[HN Gopher] There is no 'printf'
       ___________________________________________________________________
        
       There is no 'printf'
        
       Author : pr0zac
       Score  : 112 points
       Date   : 2021-10-20 15:01 UTC (1 days ago)
        
 (HTM) web link (www.netmeister.org)
 (TXT) w3m dump (www.netmeister.org)
        
       | monocasa wrote:
       | There is 'printf'. It's just that printf (and the rest of the
       | standard library) is technically as much a part of the C language
       | as the language grammar itself, and C compilers are welcome to
       | use innate knowledge of those functions for optimizations. The
       | other place you typically see this is calls to functions like
       | memcpy/memset being elided to inline vector ops or CISC copies,
       | or on simpler systems, large manual zeroing and copying being
       | elided the other way to a memset or memcpy call.
       | 
       | C compilers will typically have an escape hatch for envs like
       | deeply embedded systems and kernels like gcc's -ffreestanding and
       | -fno-builtin that says "but for real though, don't assume std lib
       | functions exist or you know what they are based on the function's
       | name".
       | 
       | <rust_task_force> One of my favorite parts of rust as someone who
       | uses it for deeply embedded systems is the separation of core and
       | std (where core is the subset of std that only requires memcpy,
       | memset, and one other I'm forgetting). The rest of the standard
       | library is ultimately an optional part of the language with
       | compiler optimizations focused on general benefits rather than
       | knowing at the complier how something like printf works. no_std
       | is such a nicer env than the half done ports of newlib or pdclib
       | that everyone uses in C embedded land. </rust_task_force>
        
       | tptacek wrote:
       | Huh, this is pretty great; I've always fussily used fputs() when
       | I'm just printing static strings, and apparently I don't need to
       | bother, since the compiler will just do it for me.
        
       | guerrilla wrote:
       | Moar please. I'm loving these counterintuitive C optimization
       | gotchas lately[1]. They are like little brain teasers.
       | 
       | 1. https://news.ycombinator.com/item?id=28930271
        
         | 0xcde4c3db wrote:
         | About a year ago there was something of a "joke isEven()

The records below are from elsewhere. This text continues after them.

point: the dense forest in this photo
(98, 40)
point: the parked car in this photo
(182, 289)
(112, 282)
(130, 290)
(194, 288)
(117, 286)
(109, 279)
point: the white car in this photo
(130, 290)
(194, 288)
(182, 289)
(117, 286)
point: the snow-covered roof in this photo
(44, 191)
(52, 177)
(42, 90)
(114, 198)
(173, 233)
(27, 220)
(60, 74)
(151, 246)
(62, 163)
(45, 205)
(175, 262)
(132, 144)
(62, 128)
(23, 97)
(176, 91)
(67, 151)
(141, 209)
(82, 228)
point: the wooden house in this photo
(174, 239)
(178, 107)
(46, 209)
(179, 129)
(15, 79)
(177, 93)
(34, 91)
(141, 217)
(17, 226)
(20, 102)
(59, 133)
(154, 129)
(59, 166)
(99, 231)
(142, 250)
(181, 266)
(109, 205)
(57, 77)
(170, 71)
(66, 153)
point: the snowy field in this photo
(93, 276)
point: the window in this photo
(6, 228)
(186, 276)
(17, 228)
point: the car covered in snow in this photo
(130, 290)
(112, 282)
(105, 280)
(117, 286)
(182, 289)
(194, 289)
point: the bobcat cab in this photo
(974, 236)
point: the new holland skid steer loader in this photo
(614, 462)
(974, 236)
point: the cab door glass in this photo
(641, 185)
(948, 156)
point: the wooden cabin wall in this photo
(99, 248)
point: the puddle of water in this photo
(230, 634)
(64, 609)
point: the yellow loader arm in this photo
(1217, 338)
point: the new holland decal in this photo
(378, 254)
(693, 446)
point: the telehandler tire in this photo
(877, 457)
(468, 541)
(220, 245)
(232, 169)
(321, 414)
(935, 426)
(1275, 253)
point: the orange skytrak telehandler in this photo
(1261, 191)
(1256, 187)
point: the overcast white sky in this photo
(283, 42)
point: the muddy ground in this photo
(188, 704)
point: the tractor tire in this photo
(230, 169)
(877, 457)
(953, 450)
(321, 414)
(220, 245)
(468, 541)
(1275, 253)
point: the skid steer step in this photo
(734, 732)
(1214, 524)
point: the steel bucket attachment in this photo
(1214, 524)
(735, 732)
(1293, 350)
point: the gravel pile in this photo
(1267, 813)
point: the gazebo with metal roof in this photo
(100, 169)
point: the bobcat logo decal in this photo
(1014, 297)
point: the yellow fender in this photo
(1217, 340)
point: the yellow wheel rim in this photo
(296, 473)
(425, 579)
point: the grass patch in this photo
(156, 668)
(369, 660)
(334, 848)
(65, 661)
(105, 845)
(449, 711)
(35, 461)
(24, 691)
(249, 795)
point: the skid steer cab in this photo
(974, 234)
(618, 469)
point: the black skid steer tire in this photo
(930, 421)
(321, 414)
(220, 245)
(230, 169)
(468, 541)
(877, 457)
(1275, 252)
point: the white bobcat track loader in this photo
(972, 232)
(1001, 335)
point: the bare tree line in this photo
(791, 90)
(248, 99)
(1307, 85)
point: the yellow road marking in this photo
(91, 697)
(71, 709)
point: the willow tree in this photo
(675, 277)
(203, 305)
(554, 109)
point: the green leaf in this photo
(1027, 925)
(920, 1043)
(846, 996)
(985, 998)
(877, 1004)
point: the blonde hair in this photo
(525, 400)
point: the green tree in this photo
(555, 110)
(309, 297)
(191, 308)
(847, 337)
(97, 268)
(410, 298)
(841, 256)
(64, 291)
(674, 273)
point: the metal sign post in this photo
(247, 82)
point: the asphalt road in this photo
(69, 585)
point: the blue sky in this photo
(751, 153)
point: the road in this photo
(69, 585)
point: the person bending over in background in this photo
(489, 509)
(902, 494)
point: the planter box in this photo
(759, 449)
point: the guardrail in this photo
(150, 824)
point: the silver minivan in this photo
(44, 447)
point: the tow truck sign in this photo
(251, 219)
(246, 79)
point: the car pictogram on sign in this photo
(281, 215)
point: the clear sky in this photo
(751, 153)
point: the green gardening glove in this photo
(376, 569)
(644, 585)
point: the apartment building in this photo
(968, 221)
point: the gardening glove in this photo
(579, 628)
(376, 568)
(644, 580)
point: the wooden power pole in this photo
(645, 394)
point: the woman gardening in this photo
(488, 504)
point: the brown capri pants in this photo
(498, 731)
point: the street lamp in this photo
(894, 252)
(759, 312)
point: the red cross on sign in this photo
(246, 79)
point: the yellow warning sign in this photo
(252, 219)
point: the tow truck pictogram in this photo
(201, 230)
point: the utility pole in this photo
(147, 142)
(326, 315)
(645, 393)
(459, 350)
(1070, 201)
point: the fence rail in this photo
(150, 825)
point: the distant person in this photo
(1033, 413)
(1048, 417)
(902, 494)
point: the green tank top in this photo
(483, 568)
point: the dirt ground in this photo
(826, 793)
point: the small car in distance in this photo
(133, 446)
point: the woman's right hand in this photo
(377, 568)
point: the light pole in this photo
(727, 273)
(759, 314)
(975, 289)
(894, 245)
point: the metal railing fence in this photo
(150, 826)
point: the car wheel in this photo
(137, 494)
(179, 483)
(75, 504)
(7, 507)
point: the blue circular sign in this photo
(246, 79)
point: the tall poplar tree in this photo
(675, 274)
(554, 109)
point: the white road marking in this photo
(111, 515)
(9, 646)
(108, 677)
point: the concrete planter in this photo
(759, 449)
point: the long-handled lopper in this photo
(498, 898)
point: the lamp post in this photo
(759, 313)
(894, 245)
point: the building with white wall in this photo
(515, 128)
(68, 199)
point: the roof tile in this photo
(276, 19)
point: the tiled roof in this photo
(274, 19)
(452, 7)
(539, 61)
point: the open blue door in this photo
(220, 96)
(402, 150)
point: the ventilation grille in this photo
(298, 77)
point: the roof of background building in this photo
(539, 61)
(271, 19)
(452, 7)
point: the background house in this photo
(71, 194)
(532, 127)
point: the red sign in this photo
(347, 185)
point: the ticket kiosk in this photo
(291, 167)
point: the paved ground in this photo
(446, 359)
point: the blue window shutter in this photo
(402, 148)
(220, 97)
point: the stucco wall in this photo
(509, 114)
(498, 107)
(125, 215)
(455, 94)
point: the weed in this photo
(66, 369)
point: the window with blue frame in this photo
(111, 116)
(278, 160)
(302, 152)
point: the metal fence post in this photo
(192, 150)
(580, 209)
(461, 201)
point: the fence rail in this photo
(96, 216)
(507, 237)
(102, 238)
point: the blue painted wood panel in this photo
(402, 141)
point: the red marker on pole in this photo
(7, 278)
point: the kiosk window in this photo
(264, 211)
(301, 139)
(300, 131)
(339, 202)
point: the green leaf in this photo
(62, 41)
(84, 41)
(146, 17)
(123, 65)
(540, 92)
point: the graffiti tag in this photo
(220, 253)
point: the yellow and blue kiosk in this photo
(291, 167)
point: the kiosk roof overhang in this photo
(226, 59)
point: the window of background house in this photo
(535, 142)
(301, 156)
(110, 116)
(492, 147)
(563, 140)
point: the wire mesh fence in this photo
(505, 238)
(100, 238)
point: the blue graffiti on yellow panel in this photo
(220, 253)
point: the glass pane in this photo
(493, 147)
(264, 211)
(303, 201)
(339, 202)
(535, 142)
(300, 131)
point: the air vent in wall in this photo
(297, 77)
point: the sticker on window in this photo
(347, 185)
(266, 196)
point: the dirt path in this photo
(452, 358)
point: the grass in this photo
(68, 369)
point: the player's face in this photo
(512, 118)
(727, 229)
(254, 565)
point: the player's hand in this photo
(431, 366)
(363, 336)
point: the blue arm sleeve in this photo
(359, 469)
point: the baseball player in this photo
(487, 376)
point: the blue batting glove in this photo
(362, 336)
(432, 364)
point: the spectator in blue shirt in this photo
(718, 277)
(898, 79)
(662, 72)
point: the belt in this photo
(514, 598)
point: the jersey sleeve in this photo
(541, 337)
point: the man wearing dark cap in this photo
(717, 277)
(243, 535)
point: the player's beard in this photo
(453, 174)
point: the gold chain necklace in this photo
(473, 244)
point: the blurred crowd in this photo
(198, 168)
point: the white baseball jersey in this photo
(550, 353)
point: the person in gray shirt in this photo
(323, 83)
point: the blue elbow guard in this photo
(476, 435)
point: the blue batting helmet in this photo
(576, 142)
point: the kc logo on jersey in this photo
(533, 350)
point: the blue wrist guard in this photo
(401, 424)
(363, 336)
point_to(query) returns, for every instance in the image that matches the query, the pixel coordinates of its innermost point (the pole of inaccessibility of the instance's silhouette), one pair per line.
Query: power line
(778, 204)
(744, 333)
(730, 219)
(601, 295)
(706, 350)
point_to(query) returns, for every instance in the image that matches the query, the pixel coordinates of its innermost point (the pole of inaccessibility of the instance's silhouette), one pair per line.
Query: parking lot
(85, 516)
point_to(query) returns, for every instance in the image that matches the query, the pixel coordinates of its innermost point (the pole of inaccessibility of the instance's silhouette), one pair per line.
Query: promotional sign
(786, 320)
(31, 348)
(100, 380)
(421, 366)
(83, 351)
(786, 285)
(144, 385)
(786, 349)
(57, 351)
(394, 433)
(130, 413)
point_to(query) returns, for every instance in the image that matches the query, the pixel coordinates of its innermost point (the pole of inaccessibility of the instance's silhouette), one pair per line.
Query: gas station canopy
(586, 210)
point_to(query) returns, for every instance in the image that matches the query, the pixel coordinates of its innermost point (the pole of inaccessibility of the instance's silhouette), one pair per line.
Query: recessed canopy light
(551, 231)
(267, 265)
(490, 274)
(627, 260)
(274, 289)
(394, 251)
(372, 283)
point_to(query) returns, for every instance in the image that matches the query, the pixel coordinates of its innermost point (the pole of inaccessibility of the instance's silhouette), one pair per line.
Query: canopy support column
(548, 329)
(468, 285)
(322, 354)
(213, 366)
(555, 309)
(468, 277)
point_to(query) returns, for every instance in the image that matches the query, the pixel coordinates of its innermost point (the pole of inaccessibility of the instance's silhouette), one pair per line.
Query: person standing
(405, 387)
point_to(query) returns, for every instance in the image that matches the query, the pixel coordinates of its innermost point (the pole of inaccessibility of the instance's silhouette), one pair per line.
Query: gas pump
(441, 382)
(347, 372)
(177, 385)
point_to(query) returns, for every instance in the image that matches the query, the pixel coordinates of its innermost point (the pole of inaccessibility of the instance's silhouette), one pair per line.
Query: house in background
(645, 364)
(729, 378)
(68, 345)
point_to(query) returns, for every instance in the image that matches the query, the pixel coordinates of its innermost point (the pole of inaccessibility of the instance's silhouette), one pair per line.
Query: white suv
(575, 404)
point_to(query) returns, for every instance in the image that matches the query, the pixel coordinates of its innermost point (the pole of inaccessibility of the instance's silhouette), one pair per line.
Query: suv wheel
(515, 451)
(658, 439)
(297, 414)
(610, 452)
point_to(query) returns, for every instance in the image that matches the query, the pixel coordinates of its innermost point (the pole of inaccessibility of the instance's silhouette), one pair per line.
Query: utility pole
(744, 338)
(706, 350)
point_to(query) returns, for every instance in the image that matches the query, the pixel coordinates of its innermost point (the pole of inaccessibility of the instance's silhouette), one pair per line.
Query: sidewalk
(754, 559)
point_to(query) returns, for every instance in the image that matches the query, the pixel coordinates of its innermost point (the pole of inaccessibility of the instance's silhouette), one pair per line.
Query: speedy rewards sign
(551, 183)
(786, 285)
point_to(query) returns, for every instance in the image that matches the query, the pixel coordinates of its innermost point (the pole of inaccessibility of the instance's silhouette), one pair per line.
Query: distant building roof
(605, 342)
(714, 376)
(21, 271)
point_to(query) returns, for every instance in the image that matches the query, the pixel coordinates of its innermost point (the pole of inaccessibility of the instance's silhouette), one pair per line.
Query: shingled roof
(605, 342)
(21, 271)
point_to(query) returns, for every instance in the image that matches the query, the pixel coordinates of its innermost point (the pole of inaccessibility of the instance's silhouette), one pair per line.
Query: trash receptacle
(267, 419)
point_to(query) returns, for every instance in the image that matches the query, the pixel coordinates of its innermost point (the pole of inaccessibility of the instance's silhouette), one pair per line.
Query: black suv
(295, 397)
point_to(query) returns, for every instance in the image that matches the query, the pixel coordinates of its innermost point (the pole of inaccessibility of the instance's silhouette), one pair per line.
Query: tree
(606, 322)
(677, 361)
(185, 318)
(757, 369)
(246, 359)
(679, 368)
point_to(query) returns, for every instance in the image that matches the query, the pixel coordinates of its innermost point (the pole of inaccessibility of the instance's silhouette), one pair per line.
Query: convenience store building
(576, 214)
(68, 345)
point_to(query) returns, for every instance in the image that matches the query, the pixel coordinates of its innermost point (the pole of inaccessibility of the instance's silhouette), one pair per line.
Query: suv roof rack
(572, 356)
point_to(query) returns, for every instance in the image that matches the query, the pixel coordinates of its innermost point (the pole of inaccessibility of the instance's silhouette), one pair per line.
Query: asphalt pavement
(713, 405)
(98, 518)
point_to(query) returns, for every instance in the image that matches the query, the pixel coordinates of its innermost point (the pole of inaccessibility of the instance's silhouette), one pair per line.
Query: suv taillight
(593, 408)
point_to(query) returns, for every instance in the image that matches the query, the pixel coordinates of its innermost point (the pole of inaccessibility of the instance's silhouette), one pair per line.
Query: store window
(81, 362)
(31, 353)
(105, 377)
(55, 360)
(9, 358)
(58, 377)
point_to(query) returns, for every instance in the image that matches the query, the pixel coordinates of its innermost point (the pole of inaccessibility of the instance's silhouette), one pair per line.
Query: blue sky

         | implementation discourse" on Twitter, which eventually evolved
         | a sort of informal optimizer abuse contest. For example:
         | 
         | https://twitter.com/zeuxcg/status/1291872698453258241
         | 
         | https://twitter.com/jckarter/status/1428071485827022849
        
           | aw1621107 wrote:
           | OK, those are horrifying and fascinating, and they basically
           | break my brain.
           | 
           | Is there a explanation somewhere of why the first one
           | "works"? The second one I think is the compiler assuming the
           | default case will never be hit since it'll result in infinite
           | recursion, which is UB under C++, so it's basically assuming
           | 0<=x<=3 and optimizing from there. Is that correct?
           | 
           | The first one I'm less certain about. The only thing I can
           | think of is that the compiler deduces an upper limit of
           | INT_MAX - 1 to avoid signed overflow, and then somehow
           | figuring out the true/false pattern from there? Still a bit
           | of a gap in my understanding there.
        
             | barsonme wrote:
             | My guess: since overflowing int is UB, and the only value
             | of n that stops the recursion is zero, the compiler assumes
             | that n must be zero and checks accordingly.
             | 
             | That doesn't explain why it uses test dil, 1 instead of
             | test dil, dil or cmp 0 or whatever.
        
             | davemp wrote:
             | Optimizers have to keep the same input/output pairs unless
             | there is undefined behavior. In the second function the
             | truth table looks like:                   in    | out
             | ----------         0b000 | 1         0b001 | 0
             | 0b010 | 1         0b011 | 0         0b100 | don't care
             | .               .               .         MAX   | don't
             | care
             | 
             | The compiler just chooses the most efficient way it knows
             | to get the filled out entries correct which happens to be:
             | in    | ~in[0]         ----------         0b000 | 1
             | 0b001 | 0         0b010 | 1         0b011 | 0         0b100
             | | 1               .               .               .
             | MAX   | 1
             | 
             | It would have been just as valid to do:
             | in    | in[2] or ~in[0]         ----------         0b000 |
             | 1         0b001 | 0         0b010 | 1         0b011 | 0
             | 0b100 | 1         0b101 | 1               .               .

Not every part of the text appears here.